Race and ethnicity data was missing for nearly half of all coronavirus vaccine recipients during the first month shots were available, further stymieing efforts to ensure an equitable response to a pandemic that continues to unduly burden communities of color, federal researchers reported Monday.
Monday’s Morbidity and Mortality Weekly Report provides a snapshot of the first month of the chaotic vaccine rollout, from Dec. 14 to Jan. 14. The report from the Centers for Disease Control and Prevention shows that 63 percent of the nearly 13 million people vaccinated in that period were women, 55 percent were older than 50, and 60.4 percent were White.
But race and ethnicity information was missing for about 48 percent of people who received at least one dose of the vaccine, though the data on gender and age was nearly complete.
“We must address these insufficient data points as an urgent priority,” Marcella Nunez-Smith, chair of President Biden’s covid-19 equity task force, said Monday during an administration coronavirus news briefing. “I’m worried about how behind we are. So, let me be clear: We cannot ensure an equitable vaccination program without data to guide us.”
The disease has spread through communities of color at higher rates, exposing the structural racism and inequality baked into the American health system that experts say has resulted in the virus’s disparate toll. For nearly a year, health equity experts and lawmakers have called for better data tracking to shed light on disproportionate rates of cases, hospitalizations and deaths.
That advocacy led to improved reporting on hospitalizations and deaths from the virus, Nunez-Smith said, allowing a more complete picture to emerge of the pandemic’s unequal impact. Black, Latino and Native American/Alaska Native people are up to 3.6 times more likely than White people to be hospitalized from covid-19, while people in communities of color are more than twice as likely to die as White people from the disease, Nunez-Smith said.
Higher rates of chronic diseases in communities of color, a byproduct of the generational compounding of environmental, economic and political factors that leave immune systems vulnerable to more severe covid-19 outcomes, are partly responsible for increased hospitalizations, Nunez-Smith said. Limited access to testing is another factor, she said.
In communities of color, Nunez-Smith said, testing tends to occur after someone is coughing, feverish or otherwise so sick that they require hospitalization, “which is often a function of inadequate access to testing in the first place. In these groups, we are not capturing many people who are asymptomatic or mildly symptomatic.”
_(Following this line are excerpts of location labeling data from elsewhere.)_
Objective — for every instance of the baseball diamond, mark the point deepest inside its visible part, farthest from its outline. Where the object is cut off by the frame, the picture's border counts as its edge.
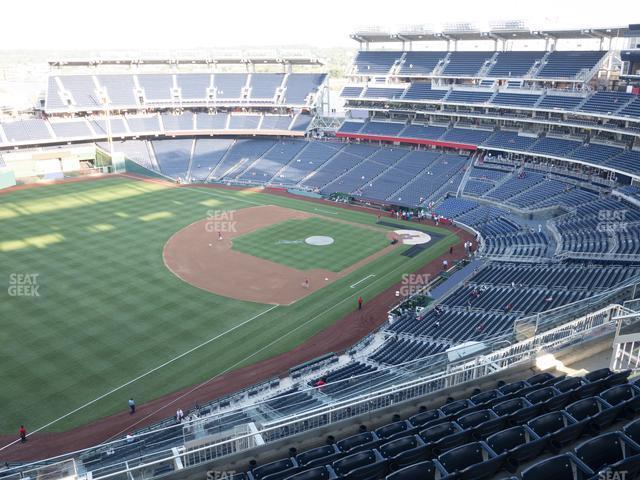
(414, 257)
(129, 267)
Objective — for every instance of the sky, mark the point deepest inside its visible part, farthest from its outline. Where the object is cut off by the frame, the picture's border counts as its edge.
(190, 24)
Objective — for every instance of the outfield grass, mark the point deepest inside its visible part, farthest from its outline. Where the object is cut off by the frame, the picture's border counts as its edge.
(108, 310)
(284, 243)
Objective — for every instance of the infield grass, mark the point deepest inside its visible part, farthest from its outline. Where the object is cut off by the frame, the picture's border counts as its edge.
(107, 310)
(284, 243)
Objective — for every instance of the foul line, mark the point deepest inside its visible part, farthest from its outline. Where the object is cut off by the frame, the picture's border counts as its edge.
(220, 195)
(155, 369)
(256, 352)
(362, 280)
(325, 211)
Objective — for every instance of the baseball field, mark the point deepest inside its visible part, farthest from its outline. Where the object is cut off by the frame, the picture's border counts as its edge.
(117, 288)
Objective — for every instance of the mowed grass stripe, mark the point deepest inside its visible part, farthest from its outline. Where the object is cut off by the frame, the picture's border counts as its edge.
(284, 243)
(110, 310)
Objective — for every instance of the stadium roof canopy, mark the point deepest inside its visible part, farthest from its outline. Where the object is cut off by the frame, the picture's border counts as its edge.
(187, 61)
(465, 31)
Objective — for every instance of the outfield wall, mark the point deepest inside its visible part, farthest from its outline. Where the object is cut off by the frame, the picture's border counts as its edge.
(7, 179)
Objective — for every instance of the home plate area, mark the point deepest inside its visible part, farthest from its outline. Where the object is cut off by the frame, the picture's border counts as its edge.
(318, 240)
(274, 255)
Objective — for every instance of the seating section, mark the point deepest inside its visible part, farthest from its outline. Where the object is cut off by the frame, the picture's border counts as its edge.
(465, 64)
(560, 64)
(526, 427)
(602, 226)
(173, 156)
(91, 92)
(420, 63)
(514, 64)
(375, 62)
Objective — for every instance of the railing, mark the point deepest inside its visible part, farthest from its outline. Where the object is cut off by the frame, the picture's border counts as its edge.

Thomas A. LaVeist, dean of the Tulane University School of Public Health and Tropical Medicine, called the vaccination data collection “a bit of a muddled mess.”
In Louisiana, sites used different formats to collect information, resulting in lots of missing data or people reporting their race as “other,” said LaVeist, co-chair of Louisiana’s covid-19 health equity task force, convened by Gov. John Bel Edwards (D).
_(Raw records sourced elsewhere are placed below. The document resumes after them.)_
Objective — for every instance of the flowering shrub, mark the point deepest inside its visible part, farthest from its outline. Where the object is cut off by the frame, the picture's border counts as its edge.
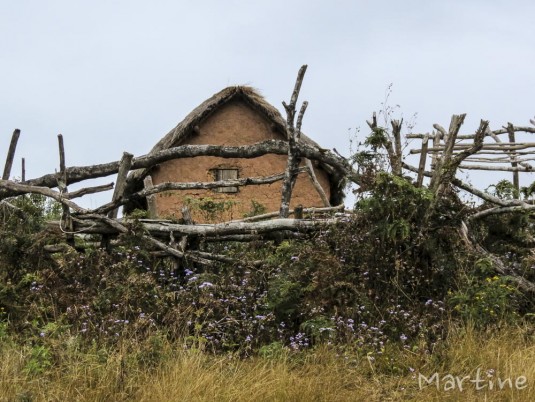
(366, 284)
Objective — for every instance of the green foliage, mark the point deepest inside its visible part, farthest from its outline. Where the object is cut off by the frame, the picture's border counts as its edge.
(377, 139)
(484, 298)
(504, 189)
(39, 360)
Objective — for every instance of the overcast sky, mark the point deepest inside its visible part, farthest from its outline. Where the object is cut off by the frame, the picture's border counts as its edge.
(115, 76)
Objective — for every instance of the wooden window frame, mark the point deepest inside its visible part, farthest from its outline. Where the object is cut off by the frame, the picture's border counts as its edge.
(226, 173)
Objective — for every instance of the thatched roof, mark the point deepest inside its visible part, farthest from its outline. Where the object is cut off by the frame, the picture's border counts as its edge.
(178, 135)
(243, 93)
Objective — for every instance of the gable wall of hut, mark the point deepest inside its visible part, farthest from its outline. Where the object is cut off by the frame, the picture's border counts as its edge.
(233, 124)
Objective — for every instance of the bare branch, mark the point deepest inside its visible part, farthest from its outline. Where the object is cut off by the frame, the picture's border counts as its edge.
(11, 154)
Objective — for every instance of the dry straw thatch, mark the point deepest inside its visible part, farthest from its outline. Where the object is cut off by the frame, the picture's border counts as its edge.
(179, 134)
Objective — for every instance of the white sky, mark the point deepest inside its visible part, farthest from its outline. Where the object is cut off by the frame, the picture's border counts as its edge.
(115, 76)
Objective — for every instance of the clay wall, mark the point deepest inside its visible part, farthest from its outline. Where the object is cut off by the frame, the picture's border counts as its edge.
(233, 124)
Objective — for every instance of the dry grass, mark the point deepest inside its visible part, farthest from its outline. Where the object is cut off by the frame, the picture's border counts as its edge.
(186, 375)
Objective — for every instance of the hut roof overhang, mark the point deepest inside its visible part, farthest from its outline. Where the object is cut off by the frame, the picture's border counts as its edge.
(248, 95)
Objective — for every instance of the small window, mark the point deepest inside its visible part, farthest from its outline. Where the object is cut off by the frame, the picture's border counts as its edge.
(226, 174)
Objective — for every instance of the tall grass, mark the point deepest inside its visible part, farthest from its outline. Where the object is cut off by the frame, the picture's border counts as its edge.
(160, 371)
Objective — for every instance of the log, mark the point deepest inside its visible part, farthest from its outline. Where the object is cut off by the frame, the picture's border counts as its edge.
(472, 136)
(120, 185)
(293, 133)
(98, 224)
(90, 190)
(503, 147)
(17, 188)
(423, 159)
(514, 164)
(75, 174)
(309, 211)
(62, 186)
(150, 189)
(151, 200)
(11, 154)
(396, 132)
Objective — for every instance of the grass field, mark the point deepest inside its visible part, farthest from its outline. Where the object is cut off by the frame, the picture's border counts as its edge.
(156, 370)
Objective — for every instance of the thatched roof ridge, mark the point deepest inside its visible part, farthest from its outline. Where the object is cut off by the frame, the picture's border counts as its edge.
(178, 135)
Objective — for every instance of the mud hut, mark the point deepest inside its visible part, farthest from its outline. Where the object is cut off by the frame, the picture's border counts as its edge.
(235, 116)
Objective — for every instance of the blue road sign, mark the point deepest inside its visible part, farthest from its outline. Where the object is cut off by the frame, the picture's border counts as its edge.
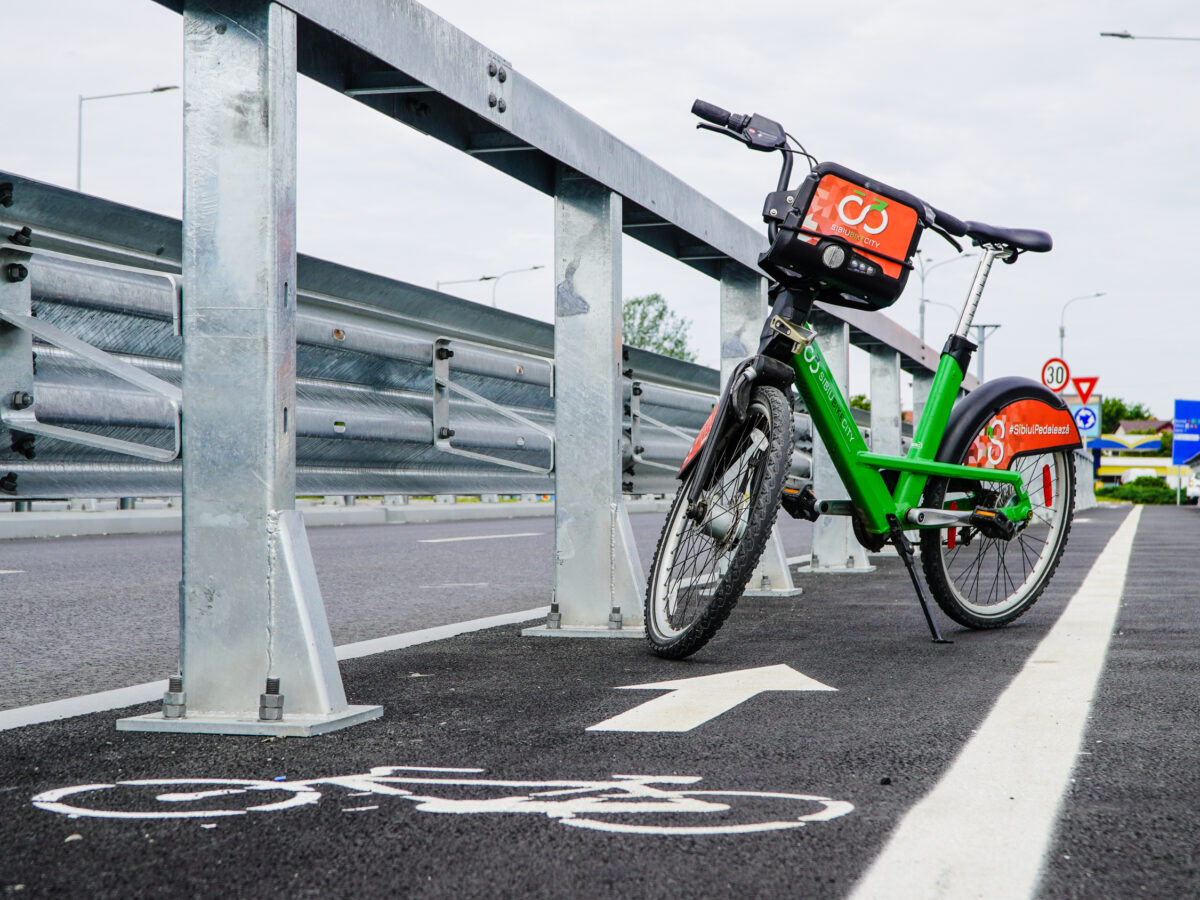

“One location instead of saying ‘African American,’ it just said ‘African,’ ” LaVeist said. “That may have been a typo, but we figure a lot of African Americans didn’t check the ‘African’ box. They checked other or left it blank.”
The state was working to fix the problem by standardizing what information should be gathered, but he said, “we need to have national standardization in how the data is collected and what data needs to be in there.”
Given how much data remains missing and the limitations in Louisiana and nationally, LaVeist said it might be too soon to determine the depth of inequities in vaccine distribution.
About 14 percent of those who received at least one shot nationally were categorized as multiple or other race/ethnicity, 11.5 percent as Latino, 6 percent as Asian, and 5 percent Black, according to the CDC report. The study notes that the demographics of those people vaccinated somewhat reflect the demographics of health-care workers and residents of long-term care facilities — the people in the Phase 1 vaccination priority group — while cautioning that the analysis is hamstrung by the missing information.
Still, Derek M. Griffith, who researches racial and gender health disparities at Vanderbilt University, said, “this pattern of race and ethnicity is pretty predictable.”
Griffith said coronavirus vaccination has become “an issue of equality versus equity. An equality strategy says we need to give everybody the same thing; give everyone the same chance. An equity strategy realizes if we give everyone the same chance, they’re not going to be able to take it up the same way.”
Vaccine distribution was supposed to be the latter. A panel of experts advising the CDC on the best way to ensure equity recommended delivering shots in phases, with the most vulnerable people — health-care workers and older people — first. But then states began to deviate from the guidelines, altering who had priority to the limited supply of vaccines.
The “inconsistent emphasis on equity” early in the vaccine rollout coupled with the lack of federal coordination by the Trump administration, “are a few reasons why we are already behind,” Nunez-Smith said. “We must address these insufficient data points as an urgent priority. They don’t just hurt our statistics, they hurt the community.”